It's still dark. The Summers' house is silent as - well, as the grave. I know the Niblet is out there somewhere, sleeping beyond the faint outline of the closed door, and I suspect that the Watcher is, too, exhausted, in an uncomfortable chair, glasses tumbling over his nose. But that's all. For the hundredth time I moan softly at the emptiness of the air, the dry, stale, incomprehensible flatness of it, without her.
When I close my eyes, I can still see her, that last moment, a slim shadow poised on the edge of eternity, leaning forward ever so slightly. I can't make out the expression on her face, but she falls with such slow grace that I'm sure it's one of resolute calm. It's actually better this way, reliving it, because at the time it actually happened I was a bloody wreck, struggling to stop her, to brace myself on my broken legs, to howl a warning that sank into a dirge. I can't measure time in heartbeats these days, but it seemed to take an eternity for her to rejoin us on the ground, and by then, I couldn't see her anymore for the weeping.
I'm not even sure how I got back here. The Niblet had dragged herself down and over to me, wrapped her arms around my neck, trying to shield me from the consequences of dawn. The blood had dried in dirty streaks down her bare legs; the smell made my empty stomach turn over. I turned my head aside and shuddered in dry heaves that seared my crushed ribs. Every muscle in my body blazed; even Glory's best efforts were outshone. I blacked out, must have.
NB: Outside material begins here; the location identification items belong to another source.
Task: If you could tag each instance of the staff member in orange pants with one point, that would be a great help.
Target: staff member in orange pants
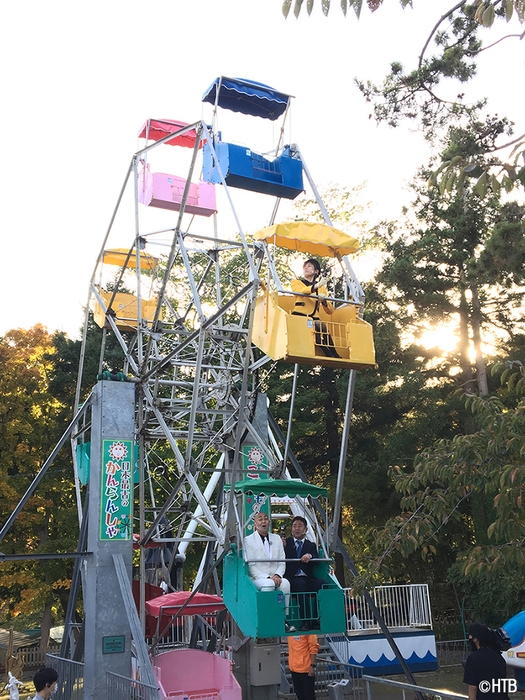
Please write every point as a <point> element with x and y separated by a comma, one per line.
<point>302,655</point>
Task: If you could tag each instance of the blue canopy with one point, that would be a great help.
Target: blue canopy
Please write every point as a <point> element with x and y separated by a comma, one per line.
<point>248,97</point>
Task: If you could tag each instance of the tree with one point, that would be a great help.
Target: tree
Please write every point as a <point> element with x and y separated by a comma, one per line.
<point>450,262</point>
<point>31,421</point>
<point>467,492</point>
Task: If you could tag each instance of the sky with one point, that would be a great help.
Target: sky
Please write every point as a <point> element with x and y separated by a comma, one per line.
<point>80,78</point>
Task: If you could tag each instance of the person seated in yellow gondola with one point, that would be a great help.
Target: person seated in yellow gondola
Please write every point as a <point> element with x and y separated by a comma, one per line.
<point>313,285</point>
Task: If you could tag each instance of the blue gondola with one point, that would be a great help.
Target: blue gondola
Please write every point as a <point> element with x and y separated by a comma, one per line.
<point>238,166</point>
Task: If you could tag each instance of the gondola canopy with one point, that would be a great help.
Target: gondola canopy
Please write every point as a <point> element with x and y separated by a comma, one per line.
<point>247,97</point>
<point>309,237</point>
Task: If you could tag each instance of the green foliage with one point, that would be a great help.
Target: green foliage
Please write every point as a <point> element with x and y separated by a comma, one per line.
<point>32,418</point>
<point>467,492</point>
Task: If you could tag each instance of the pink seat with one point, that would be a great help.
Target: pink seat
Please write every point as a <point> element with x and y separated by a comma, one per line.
<point>195,675</point>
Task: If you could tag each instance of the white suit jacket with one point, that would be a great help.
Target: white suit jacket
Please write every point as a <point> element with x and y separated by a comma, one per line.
<point>254,549</point>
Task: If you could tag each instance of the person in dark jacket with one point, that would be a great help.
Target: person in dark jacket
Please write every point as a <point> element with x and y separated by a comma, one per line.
<point>301,574</point>
<point>485,668</point>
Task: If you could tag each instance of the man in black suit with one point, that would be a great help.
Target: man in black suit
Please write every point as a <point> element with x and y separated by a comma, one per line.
<point>301,573</point>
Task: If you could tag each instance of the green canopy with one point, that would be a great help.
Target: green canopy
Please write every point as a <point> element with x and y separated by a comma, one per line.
<point>280,487</point>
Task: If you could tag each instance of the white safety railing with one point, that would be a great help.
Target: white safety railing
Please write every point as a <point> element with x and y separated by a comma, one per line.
<point>402,606</point>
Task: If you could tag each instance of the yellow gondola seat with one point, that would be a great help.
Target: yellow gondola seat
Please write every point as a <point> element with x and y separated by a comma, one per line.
<point>124,309</point>
<point>283,336</point>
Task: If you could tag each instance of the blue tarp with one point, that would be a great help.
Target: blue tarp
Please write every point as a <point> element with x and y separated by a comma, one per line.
<point>248,97</point>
When I could open my eyes again, I was here, in her bed. I'm not sure whose incredible kindness or cruelty that was.
Nothing else touches me since. All of my senses seem blurred, blunted, as if my body were realizing for the first time that it has long been dead. I suppose many would think it a mercy. If I weren't so numb, I couldn't be conscious at all.
I can't so much as roll over on my own. The Niblet feeds me through a straw. She has to tilt my head back because I can't even clench my muscles to swallow. I know she's heated the blood for me, but I can't taste it, can't feel it; even the radiance of her hands is dimmed. Shall I compare thee to a summer's day, love? Her childish voice rises and falls; I fade in and out, riding the tide to troubled sleep.
Indian widows used to follow this this ancient custom - when their husbands died, they threw themselves on the funereal pyres and burned right along with 'em.
The sun'll be up soon. Even in this tightly drawn room, with eyes squeezed shut and face to the wall, I can feel it creeping towards the horizon. Once again, rosy fingers will beckon at the windowpane.
I can only hope that one of these days, I'll've healed enough to follow.